My occasional Friday morning stroll usually starts not far from my home in Khartoum North, an industrial and residential area that sadly lacks a public river side walk of its own. I cross the Blue Nile Bridge that vibrates alarmingly as buses, lorries, cars and the occasional train trundle across it. Strangely the oldest bridge in Khartoum still takes the strain while the modern Mak Nimr Bridge is reserved for lighter private cars. But this 1910 steel construction still looks reassuringly solid even if the wooden path for pedestrians (and animals) has wobbly planks. Apparently at one time the middle span lifted for river navigation but it hasn’t done so since at least the 1950s and its hard today to see exactly how it ever unlocked itself.
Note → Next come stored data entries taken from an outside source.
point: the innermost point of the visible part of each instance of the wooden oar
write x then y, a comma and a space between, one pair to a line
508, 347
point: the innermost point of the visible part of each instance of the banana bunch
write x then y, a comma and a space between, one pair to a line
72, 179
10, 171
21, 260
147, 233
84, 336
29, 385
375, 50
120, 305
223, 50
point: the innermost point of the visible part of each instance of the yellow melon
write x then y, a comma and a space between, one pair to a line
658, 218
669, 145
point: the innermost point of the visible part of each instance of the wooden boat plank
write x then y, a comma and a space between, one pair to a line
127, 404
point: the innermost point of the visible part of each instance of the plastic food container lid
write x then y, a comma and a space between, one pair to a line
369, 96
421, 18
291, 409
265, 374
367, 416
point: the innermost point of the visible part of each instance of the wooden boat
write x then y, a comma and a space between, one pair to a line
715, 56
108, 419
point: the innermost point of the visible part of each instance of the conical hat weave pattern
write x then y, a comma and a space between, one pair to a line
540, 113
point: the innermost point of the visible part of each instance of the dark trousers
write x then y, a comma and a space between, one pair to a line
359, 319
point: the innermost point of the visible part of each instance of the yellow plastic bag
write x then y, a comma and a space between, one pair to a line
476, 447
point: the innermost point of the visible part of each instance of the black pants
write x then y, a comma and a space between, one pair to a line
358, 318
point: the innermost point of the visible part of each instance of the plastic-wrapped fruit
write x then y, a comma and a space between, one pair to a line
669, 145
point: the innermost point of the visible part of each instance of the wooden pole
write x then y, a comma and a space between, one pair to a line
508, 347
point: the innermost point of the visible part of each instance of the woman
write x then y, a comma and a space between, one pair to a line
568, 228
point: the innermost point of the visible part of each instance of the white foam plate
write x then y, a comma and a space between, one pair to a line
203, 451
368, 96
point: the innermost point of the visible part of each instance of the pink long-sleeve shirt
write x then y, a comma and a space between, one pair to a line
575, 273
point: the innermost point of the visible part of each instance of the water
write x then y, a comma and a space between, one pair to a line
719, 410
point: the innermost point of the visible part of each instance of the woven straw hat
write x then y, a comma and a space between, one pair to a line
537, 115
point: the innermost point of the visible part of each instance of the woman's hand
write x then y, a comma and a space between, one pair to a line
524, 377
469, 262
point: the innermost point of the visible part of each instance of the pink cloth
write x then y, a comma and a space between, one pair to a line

Once over the bridge, turn right and walk along the pleasant tree-lined Nile Avenue. On my left are the impressive buildings of the University of Khartoum while on the shoreward side are grassed areas where people often sit and relax in the late afternoon. Soon you will arrive at the Roman Catholic Cathedral of St Matthews, a turreted mock gothic building which has an attractive rose window on its front elevation. As a former pupil of the adjacent Sisters’ School I became familiar with the building. Nearly opposite is the Blue Nile Sailing Club that has the Melik Gunboat as its headquarters. Having passed under the Mak Nimr Bridge, you will come to a widened stretch of road which was widened and improved between 2012-2013. The first plot on the left houses the modern Ministry of Foreign Affairs but at one time used to be the site of the Sudan Club. Further along are several colonial era buildings but none seem to be the bungalow where on sultry Khartoum nights Rudolf Slatin used to regale European visitors with tales of his struggle for survival in the Mahdist Sudan. The larger building on the corner used to hold the Public Works Department and now marks the point where pedestrians have to turn south.